S&P 500, Nasdaq Talking Points:

Tomorrow brings the Fed and markets are on edge. In the past 24 hours we’ve seen odds of a 75 basis point rate hike surge up to 95%. And, notably, this all happened on the basis of a single report in the Wall Street Journal while the FOMC is in a blackout period – meaning that FOMC members are not supposed to be communicating about policy until tomorrow’s decision.

Rate Expectations for Tomorrow:

rate expectations

Chart prepared by James Stanley

But, the reporter that wrote the article is well-placed with the Fed and the thought is that he has some solid sourcing. And given the dire state of inflation at this point, the Fed needs all of the help that they can get so if they’re planning another 50 bp hike in July and another in September, why not just go 75 tomorrow and evaluate July and September when they get there?
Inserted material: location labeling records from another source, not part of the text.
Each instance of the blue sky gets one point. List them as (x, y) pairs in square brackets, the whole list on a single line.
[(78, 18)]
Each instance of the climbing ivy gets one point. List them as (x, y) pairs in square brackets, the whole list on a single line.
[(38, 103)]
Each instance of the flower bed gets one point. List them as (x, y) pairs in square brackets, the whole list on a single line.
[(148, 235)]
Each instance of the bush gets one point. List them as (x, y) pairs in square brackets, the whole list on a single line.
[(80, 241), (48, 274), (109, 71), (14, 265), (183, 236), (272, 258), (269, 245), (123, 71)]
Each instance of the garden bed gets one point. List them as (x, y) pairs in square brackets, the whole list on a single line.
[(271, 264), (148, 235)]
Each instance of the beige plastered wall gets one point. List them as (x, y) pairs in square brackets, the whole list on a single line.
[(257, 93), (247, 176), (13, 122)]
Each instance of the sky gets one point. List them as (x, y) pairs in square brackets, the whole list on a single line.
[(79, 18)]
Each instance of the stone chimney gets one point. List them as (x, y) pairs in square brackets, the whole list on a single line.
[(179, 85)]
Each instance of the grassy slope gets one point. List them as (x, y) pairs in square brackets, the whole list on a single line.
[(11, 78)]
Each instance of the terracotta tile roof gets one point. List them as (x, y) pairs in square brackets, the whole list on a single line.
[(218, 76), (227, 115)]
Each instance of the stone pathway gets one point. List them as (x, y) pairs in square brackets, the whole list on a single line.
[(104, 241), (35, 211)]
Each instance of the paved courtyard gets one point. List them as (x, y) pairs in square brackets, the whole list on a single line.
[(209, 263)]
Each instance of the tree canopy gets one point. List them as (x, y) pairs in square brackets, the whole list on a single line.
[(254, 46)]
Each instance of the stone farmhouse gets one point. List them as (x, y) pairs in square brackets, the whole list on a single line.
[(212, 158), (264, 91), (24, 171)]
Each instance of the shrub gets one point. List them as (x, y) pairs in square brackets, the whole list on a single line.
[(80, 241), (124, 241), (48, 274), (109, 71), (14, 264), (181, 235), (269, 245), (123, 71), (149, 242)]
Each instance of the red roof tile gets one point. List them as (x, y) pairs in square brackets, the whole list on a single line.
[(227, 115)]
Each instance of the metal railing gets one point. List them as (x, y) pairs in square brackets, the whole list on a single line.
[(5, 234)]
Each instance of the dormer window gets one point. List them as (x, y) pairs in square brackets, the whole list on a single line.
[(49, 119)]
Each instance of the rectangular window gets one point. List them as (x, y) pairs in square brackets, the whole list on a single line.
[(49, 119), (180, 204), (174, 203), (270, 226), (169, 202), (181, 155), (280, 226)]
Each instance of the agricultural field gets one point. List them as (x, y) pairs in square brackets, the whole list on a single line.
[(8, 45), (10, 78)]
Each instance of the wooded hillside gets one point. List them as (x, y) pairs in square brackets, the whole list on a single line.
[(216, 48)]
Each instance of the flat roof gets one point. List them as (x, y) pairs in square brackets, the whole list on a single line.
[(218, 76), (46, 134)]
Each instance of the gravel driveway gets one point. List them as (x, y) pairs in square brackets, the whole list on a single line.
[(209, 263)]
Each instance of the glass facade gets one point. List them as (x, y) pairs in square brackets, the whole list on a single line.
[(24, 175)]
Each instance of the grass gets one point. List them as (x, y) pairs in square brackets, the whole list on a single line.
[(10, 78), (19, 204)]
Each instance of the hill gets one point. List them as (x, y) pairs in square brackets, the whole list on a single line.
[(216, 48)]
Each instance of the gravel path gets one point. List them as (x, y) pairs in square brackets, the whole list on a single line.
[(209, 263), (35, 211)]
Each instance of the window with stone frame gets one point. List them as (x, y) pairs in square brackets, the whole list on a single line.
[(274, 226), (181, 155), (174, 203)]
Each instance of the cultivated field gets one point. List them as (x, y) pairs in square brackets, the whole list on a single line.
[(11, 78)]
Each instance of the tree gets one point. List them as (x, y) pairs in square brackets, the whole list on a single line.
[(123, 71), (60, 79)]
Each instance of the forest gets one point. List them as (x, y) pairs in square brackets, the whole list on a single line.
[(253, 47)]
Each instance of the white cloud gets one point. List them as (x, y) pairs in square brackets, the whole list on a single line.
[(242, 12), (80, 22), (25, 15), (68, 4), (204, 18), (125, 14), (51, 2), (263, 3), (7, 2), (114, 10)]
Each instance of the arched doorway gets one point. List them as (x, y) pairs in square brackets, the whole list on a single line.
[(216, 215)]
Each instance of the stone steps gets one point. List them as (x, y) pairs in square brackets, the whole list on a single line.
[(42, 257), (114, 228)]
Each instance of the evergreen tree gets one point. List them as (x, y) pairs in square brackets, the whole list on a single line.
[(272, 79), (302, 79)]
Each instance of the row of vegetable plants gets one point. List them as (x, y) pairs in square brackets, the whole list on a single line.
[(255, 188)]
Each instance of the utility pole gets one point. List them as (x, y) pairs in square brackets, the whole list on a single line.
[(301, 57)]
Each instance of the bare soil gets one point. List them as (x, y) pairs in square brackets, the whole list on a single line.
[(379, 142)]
This makes sense but, it also falls away from the pattern that we’ve become accustomed to around the Fed who has telegraphed their moves well in-advance.

So, tomorrow brings some intrigue. But, regardless of whether its 50 or 75, tomorrow’s move is unlikely to tackle inflation in its entirety so the bigger question is what else the Fed has in store. Tomorrow is a quarterly meeting, meaning that we’ll have updated forecasts which will show where the bank sees rates, inflation and growth heading in the coming months and quarters.

Perhaps the most bullish thing going ahead of tomorrow’s rate decision is just how bearish markets seem to be. And to be sure, the Fed hasn’t given much motive to think otherwise, saying that they’re trying to engineer a ‘soft landing.’ And while little has seemed to work well for equity bulls this year, sentiment matters – and if everyone that wants to be short already is – and tomorrow produces no new bearish stimuli, well we may see a counter-trend move.

This would be similar to what showed at the FOMC rate decision in March. At that point the bank was expected to hike rates for the first time in this cycle while also announcing plans for QT, addressing the $8 trillion balance sheet that’s ballooned through the pandemic. When they avoided that topic and instead just hiked rates by 25 bps, equities flew higher – with the S&P 500 gaining more than 12% into month-end while the Nasdaq 100 jumped a whopping 17.97% by the end of March.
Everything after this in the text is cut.